Isn't this really the only alchemy you need?  The ability to find something redeeming from something wretched?  I'm not talking about being Pollyanna Sunshine and saying things are great when they're not.  Sometimes things just suck, kids.  But can you take your wretched thing and learn something from it?  Can you grow in some way?  Does your wretched thing reveal something to you about yourself?  If we're really willing to look at the wretched thing, perhaps it can move us toward being a slightly better version of ourselves?

The truth is I would still be a writer with a manuscript stuck in a drawer if my daughter hadn't died. I probably never would have had the courage to publish a book. I would not be a yoga teacher if I hadn't suffered five miscarriages.  I would have never become a powerful and effective advocate if I hadn't had a son with autism and a son with seizures and a husband with dementia.  There are times when I complain to God that I would happily trade a little bit of mediocrity for stability but it's not really a legitimate complaint and it's not my call anyway.
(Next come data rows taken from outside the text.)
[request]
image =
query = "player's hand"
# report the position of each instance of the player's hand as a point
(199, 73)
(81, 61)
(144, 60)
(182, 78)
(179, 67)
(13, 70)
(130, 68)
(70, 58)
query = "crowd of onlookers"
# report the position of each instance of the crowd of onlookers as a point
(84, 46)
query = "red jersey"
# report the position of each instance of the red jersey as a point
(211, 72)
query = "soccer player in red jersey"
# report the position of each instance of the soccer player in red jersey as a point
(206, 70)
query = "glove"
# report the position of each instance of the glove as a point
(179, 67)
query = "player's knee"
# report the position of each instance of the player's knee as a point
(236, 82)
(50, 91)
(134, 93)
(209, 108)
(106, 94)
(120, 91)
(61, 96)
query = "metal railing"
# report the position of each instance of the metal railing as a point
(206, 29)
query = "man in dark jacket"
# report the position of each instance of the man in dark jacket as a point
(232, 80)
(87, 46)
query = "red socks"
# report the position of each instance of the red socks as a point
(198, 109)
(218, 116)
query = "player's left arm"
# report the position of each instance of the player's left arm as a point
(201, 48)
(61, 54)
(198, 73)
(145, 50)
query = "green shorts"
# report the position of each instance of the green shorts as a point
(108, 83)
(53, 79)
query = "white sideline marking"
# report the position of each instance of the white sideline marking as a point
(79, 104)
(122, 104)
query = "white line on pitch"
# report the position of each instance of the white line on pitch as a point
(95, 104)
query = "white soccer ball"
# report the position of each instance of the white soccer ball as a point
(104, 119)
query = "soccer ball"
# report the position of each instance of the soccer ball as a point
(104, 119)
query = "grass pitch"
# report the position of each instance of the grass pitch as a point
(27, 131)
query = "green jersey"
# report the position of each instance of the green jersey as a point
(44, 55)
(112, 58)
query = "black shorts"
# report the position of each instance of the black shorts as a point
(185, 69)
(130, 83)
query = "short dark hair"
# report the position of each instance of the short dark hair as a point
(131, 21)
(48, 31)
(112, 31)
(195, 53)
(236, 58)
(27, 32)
You can walk around blaming external circumstances for your unhappiness.  You can blame your boss or your spouse or your in laws but in the end, we are responsible to ourselves for ourselves.  And finding something beautiful in your crisis may require some patience.  In the middle of your wretched thing, whatever that is, it may be tough to see anything beautiful.  You'll slog through or sleepwalk through and all your days will blur together or each day might feel worse than the previous one.  It was years after my daughter died that I published my first book.  Years after my miscarriages before I decided to enroll in yoga teacher training.  

Resilience is knowing on some level, no matter how bad things get, you're going to come out on the other side.  Resilience lets us keep trudging away even when success or resolution or having things get better seems impossible and impossibly far away.  Resilience keeps you hanging in there when it seems like hanging in there is absolutely impossible.  

Mind you, there's a difference between hanging in there and pushing through when you really need to surrender a bit and practice some serious self care.  That's part of resilience too; you've got to be a little bit flexible.  Ask for help when you need it. Take a day off if you can.  Spend an hour playing mindless games on your phone.  Do what you need to do to get through.  Because in the end, the only way out is through.  And if you can get through, you just may experience the alchemy of resilience that lets you turn illness or injury or loss or heartbreak or drama into something that's your own personal gold.